Os planos para as compras
governamentais brasileiras darão prioridade a produtos fabricados localmente, o
que, por sua vez, fará com que as empresas chinesas acelerem os seus
investimentos no país para a construção de plantas industriais.
A China, por sua vez, busca garantir o
suprimento de energia e recursos naturais. Setores como os de metais e
minérios, petróleo e gás natural, produtos agrícolas, florestais e de papel são
áreas de investimentos atraentes para a China. O forte mercado de consumo do
Brasil também apresenta um imenso potencial para as empresas chinesas, em
diversos segmentos, como a indústria automotiva e de autopeças,
eletrodomésticos, aparelhos celulares, smartphones e serviços de banda larga.
As empresas chinesas também mantêm um
grande interesse no setor de infraestrutura brasileira, que exibe um forte
crescimento. Essas áreas incluem redes de transmissão de energia, equipamentos
e máquinas industriais, além da engenharia civil.
BM - E quais as oportunidades para os brasileiros que desejam
investir na China?
PF - As
áreas promissoras para o capital brasileiro são as de biocombustíveis, energias
renováveis, indústria aérea e aviação. O plano de cooperação de dez anos
assinado entre o Brasil e China, em 2012, no Rio de Janeiro, identifica
áreas-chave de cooperação que incluem alta tecnologia, exploração espacial,
mineração, infraestrutura e transportes. Os empresários brasileiros também
podem investir nas áreas de interesse do Plano Quinquenal da China, que inclui
agricultura, nanotecnologia, biotecnologia, tecnologia da informação e
comunicação, indústria cultural criativa, engenharia oceânica, petróleo e gás
natural e novas fontes de energia (especialmente recursos renováveis).

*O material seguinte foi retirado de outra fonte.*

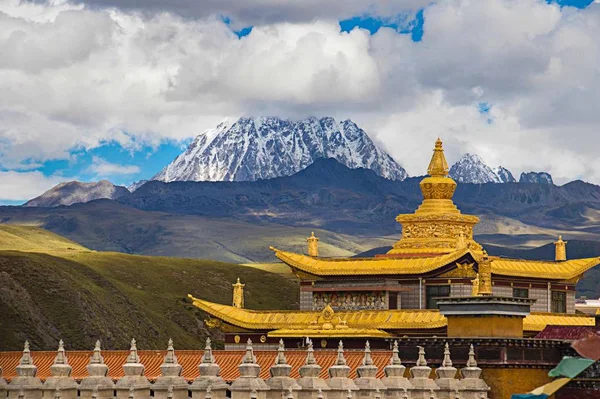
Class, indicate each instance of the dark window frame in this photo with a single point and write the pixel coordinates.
(521, 292)
(441, 291)
(558, 300)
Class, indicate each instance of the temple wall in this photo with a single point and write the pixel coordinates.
(306, 300)
(461, 289)
(571, 302)
(410, 299)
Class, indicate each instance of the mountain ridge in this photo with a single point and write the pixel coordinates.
(255, 148)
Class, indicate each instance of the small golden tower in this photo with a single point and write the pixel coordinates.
(560, 249)
(313, 245)
(437, 226)
(485, 275)
(238, 294)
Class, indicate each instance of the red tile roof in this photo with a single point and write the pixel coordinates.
(189, 359)
(568, 333)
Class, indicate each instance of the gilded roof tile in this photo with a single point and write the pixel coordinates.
(367, 266)
(562, 270)
(365, 319)
(537, 321)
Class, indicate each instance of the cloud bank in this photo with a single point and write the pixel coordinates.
(78, 75)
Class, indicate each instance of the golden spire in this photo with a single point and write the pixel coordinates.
(313, 245)
(485, 275)
(437, 226)
(438, 167)
(560, 249)
(238, 294)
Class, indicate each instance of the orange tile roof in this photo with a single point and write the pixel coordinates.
(189, 359)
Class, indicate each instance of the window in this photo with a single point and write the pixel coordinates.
(559, 302)
(520, 293)
(436, 291)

BM - Qual é o melhor modelo de negócio para cada setor?
PF - Em
2010, entre todos os tipos de IED na China, mais de 76% dos investimentos se
destinaram ao estabelecimento de empresas de capital 100% estrangeiro e 21%
foram para joint ventures com companhias chinesas. Os investimentos brasileiros
focaram, principalmente, em agricultura, fabricação e recursos naturais. Os
investimentos na área de recursos naturais adotaram, normalmente, um modelo de
cooperativa nos três estágios relacionados à exploração, ao desenvolvimento, e
à produção.
Na agricultura, há normalmente três
modelos principais de operações usados por empresas estrangeiras: joint
venture, equivalência dejoint venture, que é uma forma diferente de associação
com parceiros locais, e empresa de capital 100% estrangeiro.
Em áreas de alta tecnologia, como
nanotecnologia e biotecnologia, as empresas brasileiras, em cooperação com
companhias chinesas, podem escolher cofinanciar centros de pesquisa e
desenvolvimento, bem como centros de aprendizado contínuo para acordos de
cooperação tecnológica de longo prazo e um intercâmbio de experiências.